A tese de Badash -apesar de bem argumentada- causa espanto para aquele que conheceu o Cavendish nos tempos heroicos, nos quais um aluno que precisasse de um cano de aço para um experimento recebia uma serra e uma bicicleta velha, da qual devia extrair o que desejava. Era a era romântica da física experimental, com experimentos feitos em prédios úmidos, empoeirados, cheio de fios e equipamentos dispostos sem ordem aparente, empestados pela fumaça dos charutos do chefe, que fazia, para o temor dos estudantes, a ronda diária. Época de físicos com mãos e roupas sujas de graxa.
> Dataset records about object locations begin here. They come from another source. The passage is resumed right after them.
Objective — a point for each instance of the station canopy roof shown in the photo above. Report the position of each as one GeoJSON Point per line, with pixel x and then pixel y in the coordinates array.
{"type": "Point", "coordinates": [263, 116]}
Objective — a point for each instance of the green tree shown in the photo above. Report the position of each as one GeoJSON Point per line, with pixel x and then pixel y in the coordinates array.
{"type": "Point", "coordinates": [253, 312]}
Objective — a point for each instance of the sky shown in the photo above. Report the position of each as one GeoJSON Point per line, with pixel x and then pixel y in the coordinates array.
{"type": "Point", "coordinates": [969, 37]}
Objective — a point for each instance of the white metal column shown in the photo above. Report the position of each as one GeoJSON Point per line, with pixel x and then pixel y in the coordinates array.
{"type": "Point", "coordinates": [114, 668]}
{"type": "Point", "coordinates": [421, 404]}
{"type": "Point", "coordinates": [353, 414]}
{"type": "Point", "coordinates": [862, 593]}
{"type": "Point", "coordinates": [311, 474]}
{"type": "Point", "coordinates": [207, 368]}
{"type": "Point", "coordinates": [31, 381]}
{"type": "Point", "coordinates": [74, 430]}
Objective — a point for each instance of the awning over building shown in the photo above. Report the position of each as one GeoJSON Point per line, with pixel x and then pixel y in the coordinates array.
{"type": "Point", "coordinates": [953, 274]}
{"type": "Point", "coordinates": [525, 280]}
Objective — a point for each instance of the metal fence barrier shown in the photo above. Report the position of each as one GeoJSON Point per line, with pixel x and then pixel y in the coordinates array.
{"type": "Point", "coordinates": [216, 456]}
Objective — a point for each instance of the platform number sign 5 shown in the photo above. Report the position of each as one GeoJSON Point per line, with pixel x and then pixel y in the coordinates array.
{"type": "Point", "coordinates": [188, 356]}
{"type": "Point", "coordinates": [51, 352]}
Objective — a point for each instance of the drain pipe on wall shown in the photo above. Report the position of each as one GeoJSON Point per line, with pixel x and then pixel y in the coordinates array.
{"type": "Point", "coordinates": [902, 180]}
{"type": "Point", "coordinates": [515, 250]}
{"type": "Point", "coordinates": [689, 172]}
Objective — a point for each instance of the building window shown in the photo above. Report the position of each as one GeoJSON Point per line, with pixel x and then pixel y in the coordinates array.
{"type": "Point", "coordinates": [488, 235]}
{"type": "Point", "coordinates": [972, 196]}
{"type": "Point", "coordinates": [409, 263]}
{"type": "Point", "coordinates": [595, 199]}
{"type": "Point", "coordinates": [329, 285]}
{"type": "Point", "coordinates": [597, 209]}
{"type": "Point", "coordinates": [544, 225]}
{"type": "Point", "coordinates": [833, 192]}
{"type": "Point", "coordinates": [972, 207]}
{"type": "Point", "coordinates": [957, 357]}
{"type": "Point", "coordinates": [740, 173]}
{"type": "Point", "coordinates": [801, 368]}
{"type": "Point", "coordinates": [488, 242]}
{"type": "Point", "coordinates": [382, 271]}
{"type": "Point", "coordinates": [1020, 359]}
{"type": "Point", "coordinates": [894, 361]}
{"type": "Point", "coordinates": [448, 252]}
NÊUTRON A indiferença de Rutherford em relação à mecânica quântica -cuja matemática ia muito além de seus conhecimentos- só foi amenizada com a volta dos grandes resultados do Cavendish. Em 1932, James Chadwick descobriu o nêutron, partícula sem carga elétrica, companheira do próton no núcleo atômico. Chadwick percebeu que aquela partícula, cuspida depois que átomos de berílio eram bombardeados com partículas alfa, não era um raio gama -como foi teorizado à época-, mas algo que seu chefe, Rutherford, já havia proposto em 1920: o nêutron.
Agora, o modelo atômico parecia se completar: prótons, nêutrons e elétrons. Mas a descoberta ou a proposição de novas partículas subatômicas (pósitron, múon, píon) na década de 1930 viriam embaralhar o cardápio dos constituintes básicos da matéria, justamente numa época em que havia muita resistência à aceitação de novos membros nesse clube, cujas portas os físicos sonhavam em fechar. Foi uma época da qual Rutherford desfrutou pouco, assoberbado por palestras, compromissos, cargos e tarefas burocráticas.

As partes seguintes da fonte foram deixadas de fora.